The World Economic Forum (WEF), as ever, concentrates on the bigger picture. While the rest of the world was disembarking in Riyadh for the ground-breaking first visit by US President Donald Trump, the WEF has gathered by the Dead Sea in Jordan, its habitual haunt for many years, to consider, contemplate and confer.
The “three Cs” are what the WEF is all about. Do not expect instant judgments, solutions or soundbites. Expect complex treatment of complex issues.
The overall message is one of renewed optimism for the region. The economies of the Middle East are getting through the shock of the dramatic drop in oil prices from mid-2014 and are learning to live with $50 a barrel. That is as high as it is going to go for the foreseeable future, according to the analysts.
It is just as well the oil producers — Saudi Arabia, the UAE, Qatar and Kuwait — have taken radical measures to curb government spending and to rebalance their economies. That is all coming good, as even the perennially Micawberish International Monetary Fund (IMF) has realized.
The oil importers — Egypt, Jordan and Lebanon — felt the pinch from the downturn in 2014, but have benefited from cheaper fuel and begun to address some of the serious structural imbalances in their economies. So the background in the Dead Sea is good. But there are still the vital issues that habitually confront the region: Demographics, security and geopolitics.
Jordan puts on a good WEF show and should be commended for picking up the baton when it was at risk of being dropped last year. But, from the moment you land at Queen Alia International Airport near Amman, you realize you have arrived at a good house in a bad neighborhood.
Maybe the guest list is a little lighter than it has been in recent WEF Middle East and North Africa (MENA) events but that does not really matter. When you have Dominic Barton of McKinsey, Majid Jafar of Crescent Petroleum, Arif Naqvi of Abraaj Group and Ursula von der Leyen, the German minister of defense, you know there will be some cerebral fireworks.
The WEF schedule is guaranteed to provide it. The agenda for Saturday kicks off with a chat about the Arab world, “from history to fiction,” and is followed later in the day by a discussion on infrastructure in the region — a big thing for Jordan, with its perennial water and energy challenges — and then moves onto “our millennial world.” There you have the “three Cs” in just a couple of hours.
The big opening plenary session — the great set pieces for which the WEF is famous — is about “innovative Jordan.” You can expect some Hashemite lineage there, even if they all have to head off to Riyadh immediately after.
From there on, the program gets increasingly interesting. A session on “finding the $100 billion for infrastructure” looks fascinating even though the figure for the MENA region is probably understated by a factor of about 10.
The economic backdrop to the World Economic Forum in Jordan is good — but the perennial issues of regional demographics, security and geopolitics remain.
Maybe they will discuss that in the session entitled “addressing urban oil dependency,” or in another that stands out titled “Healthcare: Building a system that works.” Or perhaps it will all spill over into the “cultural soiree” at the Sunset Arena in the Movenpick Hotel? Who knows?

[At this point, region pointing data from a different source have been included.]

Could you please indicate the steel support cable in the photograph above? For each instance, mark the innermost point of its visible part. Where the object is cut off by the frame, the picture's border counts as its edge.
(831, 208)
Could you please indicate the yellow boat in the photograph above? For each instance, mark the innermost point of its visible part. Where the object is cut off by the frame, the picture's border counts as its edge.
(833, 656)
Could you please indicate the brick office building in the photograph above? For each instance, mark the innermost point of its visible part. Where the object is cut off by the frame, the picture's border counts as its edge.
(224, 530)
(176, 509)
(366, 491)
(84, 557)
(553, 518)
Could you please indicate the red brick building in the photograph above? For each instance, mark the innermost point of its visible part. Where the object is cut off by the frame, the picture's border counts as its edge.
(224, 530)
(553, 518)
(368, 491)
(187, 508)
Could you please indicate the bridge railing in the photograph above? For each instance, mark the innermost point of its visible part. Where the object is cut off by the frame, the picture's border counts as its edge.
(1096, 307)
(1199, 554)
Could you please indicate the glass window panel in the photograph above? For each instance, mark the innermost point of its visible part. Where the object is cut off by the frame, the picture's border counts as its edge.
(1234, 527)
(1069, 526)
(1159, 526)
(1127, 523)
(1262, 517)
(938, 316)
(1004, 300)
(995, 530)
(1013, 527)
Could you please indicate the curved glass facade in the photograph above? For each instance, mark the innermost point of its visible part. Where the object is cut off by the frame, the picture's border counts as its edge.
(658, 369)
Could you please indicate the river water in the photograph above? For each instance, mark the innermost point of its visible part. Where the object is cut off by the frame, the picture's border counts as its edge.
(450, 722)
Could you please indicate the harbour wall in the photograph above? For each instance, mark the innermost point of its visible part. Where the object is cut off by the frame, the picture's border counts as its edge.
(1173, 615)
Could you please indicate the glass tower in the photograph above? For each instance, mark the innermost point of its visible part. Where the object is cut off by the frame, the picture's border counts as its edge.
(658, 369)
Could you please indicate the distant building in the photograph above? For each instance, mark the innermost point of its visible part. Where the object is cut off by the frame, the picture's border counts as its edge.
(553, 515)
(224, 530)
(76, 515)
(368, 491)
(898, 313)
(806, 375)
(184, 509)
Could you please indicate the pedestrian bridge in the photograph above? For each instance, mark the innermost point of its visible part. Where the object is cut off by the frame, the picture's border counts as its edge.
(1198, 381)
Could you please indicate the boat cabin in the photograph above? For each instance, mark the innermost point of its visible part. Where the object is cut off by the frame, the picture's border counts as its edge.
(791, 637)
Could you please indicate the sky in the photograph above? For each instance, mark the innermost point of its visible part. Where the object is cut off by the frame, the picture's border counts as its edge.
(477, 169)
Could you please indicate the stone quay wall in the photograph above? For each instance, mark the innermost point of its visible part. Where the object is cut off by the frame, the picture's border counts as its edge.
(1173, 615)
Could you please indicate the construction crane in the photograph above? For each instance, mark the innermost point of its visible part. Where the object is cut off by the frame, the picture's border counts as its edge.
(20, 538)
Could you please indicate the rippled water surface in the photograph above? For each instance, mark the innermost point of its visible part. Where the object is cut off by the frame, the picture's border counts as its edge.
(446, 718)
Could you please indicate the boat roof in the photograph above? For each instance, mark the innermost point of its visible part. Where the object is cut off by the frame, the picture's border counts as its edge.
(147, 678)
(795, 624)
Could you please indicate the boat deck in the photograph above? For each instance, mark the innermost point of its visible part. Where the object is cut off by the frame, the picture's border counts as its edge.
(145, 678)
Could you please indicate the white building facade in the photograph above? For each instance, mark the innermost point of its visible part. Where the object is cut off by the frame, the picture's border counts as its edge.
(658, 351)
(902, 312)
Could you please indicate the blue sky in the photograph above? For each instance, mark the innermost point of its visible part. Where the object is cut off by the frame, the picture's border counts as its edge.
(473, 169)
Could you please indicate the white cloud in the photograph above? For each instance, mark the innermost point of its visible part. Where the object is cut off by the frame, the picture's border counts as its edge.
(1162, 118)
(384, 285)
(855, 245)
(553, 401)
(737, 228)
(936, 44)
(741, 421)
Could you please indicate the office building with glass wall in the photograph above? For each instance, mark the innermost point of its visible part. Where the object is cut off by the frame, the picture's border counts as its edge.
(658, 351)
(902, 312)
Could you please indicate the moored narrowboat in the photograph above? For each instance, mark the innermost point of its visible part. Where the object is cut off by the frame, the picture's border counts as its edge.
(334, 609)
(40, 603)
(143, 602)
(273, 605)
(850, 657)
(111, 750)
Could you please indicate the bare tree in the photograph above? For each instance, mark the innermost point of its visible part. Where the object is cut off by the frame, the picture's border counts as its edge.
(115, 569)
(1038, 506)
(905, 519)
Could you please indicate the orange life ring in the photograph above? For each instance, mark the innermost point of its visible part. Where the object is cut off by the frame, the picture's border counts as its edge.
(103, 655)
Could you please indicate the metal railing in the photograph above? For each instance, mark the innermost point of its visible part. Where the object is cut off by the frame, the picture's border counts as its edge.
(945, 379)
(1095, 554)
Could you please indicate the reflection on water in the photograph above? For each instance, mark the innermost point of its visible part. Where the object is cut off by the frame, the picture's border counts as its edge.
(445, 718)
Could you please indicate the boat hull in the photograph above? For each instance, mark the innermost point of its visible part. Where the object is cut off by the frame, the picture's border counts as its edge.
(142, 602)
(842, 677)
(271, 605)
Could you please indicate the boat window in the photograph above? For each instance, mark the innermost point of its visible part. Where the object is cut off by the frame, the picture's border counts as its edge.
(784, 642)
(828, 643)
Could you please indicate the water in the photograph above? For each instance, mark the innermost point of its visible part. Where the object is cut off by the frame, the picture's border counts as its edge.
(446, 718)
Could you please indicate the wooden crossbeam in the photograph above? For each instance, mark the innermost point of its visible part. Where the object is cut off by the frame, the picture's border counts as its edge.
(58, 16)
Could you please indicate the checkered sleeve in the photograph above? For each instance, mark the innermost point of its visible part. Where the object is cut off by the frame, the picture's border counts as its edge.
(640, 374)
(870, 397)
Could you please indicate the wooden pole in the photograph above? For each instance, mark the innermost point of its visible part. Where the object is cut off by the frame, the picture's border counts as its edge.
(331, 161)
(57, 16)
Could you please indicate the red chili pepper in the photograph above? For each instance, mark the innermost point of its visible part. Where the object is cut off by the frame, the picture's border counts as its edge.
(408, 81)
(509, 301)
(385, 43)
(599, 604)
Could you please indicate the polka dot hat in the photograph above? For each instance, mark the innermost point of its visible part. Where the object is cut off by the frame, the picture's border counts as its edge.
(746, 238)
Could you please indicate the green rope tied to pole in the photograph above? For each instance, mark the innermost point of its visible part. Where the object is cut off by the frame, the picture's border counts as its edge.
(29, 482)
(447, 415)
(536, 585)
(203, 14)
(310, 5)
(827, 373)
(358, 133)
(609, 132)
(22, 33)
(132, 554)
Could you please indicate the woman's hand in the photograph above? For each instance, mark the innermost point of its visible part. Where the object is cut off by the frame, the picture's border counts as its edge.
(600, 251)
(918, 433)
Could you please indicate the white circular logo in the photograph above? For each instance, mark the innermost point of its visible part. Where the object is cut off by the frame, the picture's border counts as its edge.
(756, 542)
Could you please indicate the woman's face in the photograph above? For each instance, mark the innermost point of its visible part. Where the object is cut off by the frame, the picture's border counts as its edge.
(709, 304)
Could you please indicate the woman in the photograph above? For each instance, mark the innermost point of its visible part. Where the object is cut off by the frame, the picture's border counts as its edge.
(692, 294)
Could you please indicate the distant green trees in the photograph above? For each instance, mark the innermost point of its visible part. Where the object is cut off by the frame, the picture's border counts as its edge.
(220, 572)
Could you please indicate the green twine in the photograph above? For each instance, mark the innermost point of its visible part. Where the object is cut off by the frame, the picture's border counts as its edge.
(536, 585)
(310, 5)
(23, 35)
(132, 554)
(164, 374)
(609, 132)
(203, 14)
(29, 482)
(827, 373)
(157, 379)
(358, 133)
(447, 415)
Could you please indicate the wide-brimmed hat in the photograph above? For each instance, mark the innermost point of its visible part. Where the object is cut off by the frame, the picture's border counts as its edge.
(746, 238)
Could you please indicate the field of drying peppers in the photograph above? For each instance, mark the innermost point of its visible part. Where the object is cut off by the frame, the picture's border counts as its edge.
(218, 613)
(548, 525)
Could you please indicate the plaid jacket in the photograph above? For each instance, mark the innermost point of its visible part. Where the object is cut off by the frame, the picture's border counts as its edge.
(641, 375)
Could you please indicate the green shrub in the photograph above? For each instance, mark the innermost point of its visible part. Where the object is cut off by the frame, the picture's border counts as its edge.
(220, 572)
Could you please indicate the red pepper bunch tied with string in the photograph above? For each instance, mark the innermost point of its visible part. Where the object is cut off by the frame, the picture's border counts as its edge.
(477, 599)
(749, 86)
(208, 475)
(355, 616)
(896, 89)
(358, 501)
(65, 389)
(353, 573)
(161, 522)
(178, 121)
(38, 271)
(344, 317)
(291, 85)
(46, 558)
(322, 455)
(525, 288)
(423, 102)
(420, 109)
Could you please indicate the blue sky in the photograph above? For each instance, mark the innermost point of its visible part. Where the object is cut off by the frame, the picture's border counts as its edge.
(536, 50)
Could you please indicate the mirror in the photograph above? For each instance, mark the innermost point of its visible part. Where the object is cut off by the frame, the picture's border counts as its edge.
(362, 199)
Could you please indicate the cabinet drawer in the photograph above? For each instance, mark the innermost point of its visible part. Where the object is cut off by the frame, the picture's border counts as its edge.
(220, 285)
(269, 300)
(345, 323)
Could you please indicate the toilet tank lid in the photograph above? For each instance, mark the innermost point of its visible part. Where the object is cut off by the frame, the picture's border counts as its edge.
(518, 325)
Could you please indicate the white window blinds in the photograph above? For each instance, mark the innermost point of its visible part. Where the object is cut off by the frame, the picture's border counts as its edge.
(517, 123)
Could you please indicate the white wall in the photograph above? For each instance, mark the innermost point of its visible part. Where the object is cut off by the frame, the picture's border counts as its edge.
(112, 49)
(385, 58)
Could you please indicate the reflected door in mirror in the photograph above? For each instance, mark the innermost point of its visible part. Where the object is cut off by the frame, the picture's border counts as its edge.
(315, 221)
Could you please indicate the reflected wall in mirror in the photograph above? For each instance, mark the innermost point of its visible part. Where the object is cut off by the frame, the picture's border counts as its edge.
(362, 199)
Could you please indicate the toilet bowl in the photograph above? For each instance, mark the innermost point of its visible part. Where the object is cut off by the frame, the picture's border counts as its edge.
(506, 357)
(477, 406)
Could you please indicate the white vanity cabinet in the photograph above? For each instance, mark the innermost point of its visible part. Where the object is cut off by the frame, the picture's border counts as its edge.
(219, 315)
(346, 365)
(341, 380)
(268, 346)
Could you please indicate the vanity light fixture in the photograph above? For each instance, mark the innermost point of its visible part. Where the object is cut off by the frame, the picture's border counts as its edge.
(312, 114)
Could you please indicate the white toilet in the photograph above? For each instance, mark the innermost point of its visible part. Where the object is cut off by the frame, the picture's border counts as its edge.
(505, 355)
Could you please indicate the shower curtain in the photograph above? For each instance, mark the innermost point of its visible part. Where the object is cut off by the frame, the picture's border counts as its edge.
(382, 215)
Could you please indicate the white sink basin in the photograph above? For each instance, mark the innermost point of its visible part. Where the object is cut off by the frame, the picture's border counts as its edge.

As a seasoned “Weffer” myself, I know that by the time we gather in the Sunset Arena there will be enough intellectual cannon fodder to last at least until the next event. But what I really want answers to from this WEF, in no particular order and on an “off the record” basis, are these questions:
1. What will the Middle East do if Donald Trump does not go his full term in the White House? The president is looking increasing shaky at home but has fantastic “buy-in” among Middle East leaders and business champions. What do they do if it all goes wrong in DC?
2. What is the verdict on Saudi Arabia? Can the ambitious reforms proposed under the Vision 2030 plan succeed? What is the alternative if they do not?
3. What is the view of Iran, as that country votes in the presidential elections?
4. How can society harness the potential of the millions of young Arabs who are frustrated, angry and alienated from traditional political processes? They are the future, everyone at WEF agrees. But how does the older generation make way for them without things falling into anarchy and chaos?
5. As ever, is there a chance of long-lasting peace between Israel and Palestine? As I sit writing this in the Movenpick, looking out across the Dead Sea, I can see the occupied West Bank and Israel. Is there any hope the parties can reconcile their differences?
Those are the big questions. I hope to have answers by the time I write my next column.